In dieser Ausgabe des Familienrats antworten Katharina Weiner vom Jesper-Juul-Familylab in Österreich und der Buchautor, Psychiater und Psychoanalytiker Hans-Otto Thomashoff auf die Frage einer Leserin.

Frage:

Mein Sohn ist gerade vier geworden und eigentlich "sauber". Er geht aufs Klo, wenn er klein muss, und sagt auch, wenn er groß muss. Das Problem: Er macht Letzteres nur in eine Windel, die ich ihm extra anlegen muss, auch zu Hause. Er weigert sich, sich deswegen auf die Toilette zu setzen.

Und, ist das Kind schon sauber? "Nicht so ganz", lautet die Antwort oft.
Foto: https://www.istockphoto.com/at/portfolio/arsenik

Ich habe es schon mit Belohnungen und Versprechungen versucht und letztendlich fast schon resigniert. Was steckt da dahinter?

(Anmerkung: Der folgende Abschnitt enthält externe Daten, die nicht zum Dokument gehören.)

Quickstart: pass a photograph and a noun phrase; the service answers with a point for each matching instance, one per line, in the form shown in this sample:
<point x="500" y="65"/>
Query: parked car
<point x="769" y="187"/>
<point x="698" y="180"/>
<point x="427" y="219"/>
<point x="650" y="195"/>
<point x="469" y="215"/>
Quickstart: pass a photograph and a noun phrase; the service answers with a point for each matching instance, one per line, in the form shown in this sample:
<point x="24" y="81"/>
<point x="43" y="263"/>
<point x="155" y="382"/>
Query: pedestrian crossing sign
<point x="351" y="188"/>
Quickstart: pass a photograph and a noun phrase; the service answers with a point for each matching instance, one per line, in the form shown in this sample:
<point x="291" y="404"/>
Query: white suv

Antwort von Hans-Otto Thomashoff:

Bei dem Windelritual Ihres Sohnes geht es um Kontrolle. Wer so jung ist, kontrolliert vieles in seinem Leben noch nicht. Und da ist es fantastisch, etwas gefunden zu haben, wo es mit der Kontrolle so richtig klappt. Hinzu kommt: Mit seiner Marotte kontrolliert er nicht nur seinen Haufen und will ihn dann wohl auch stolz betrachten, nachdem er ihn erst einmal warm am eigenen Popo gespürt hat. Sondern zugleich kontrolliert er auch Sie und bekommt von Ihnen verlässlich ungeteilte Aufmerksamkeit für seine Leistung.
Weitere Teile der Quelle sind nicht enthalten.